Settings for training TransformerBig with mixed precision on single GPU?

I’m trying to start a TransformerBig mixed precision training on a single RTX 2080Ti (11GB) but it fails to start with OOM errors. I have changed the batch size and type so my train section in the config is this:

train:
     keep_checkpoint_max: 8
     average_last_checkpoints: 5
     max_step: 200000
     batch_type: tokens
     batch_size: 2048

How should I tune the config? Thanks is advance.

Hi Panos, This isn’t an answer to your question :-). I have been training Transformer models on a single GTX 2080 Ti keeping my batch size down to 1024 tokens to fit everything in.
I am curious what you want to accomplish with TransformerBig. I am about to start a new training and would switch to that if there are clear advantages in terms of quality of output.
Cheers,
Terence

Hi Terence,

Most papers (including the Attention is All You Need) report a clear improvement on BLEU with deeper Transformers. I’d like to test this myself and compare the improvement with the training cost (which should be much higher).

Does the same training work without mixed precision?

I was using OpenNMT-tf v2.7. After updating to version 2.8, I can start a mixed precision training for a single step but then I get the OOM error. Without mixed precision it ran for a few steps without problems, but speed is very slow (0.26 steps/s, ~6500 words/sec).

How large is your vocabulary?

It contains 31991 units.

It’s possible there is higher than necessary memory overhead when training a mixed precision model. I will try to review that in the coming days.

I already pushed a small optimization to TensorFlow core:

1 Like

Thanks for your work @guillaumekln. I see this is already merged in master, so should we expect it to be included in a minor version update?
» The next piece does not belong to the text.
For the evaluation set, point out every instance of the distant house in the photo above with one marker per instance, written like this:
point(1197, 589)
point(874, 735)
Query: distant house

This will only land in TensorFlow 2.3 which is a few months away, but we could temporarily include it in OpenNMT-tf if needed. Tomorrow, I will run some tests on a compatible hardware to see how this change (and possibly others) could help.

1 Like

OK, great!

I just tested on a V100 and did not found major issues with the current OpenNMT-tf version. I could train with a batch size of 4096 with good performance.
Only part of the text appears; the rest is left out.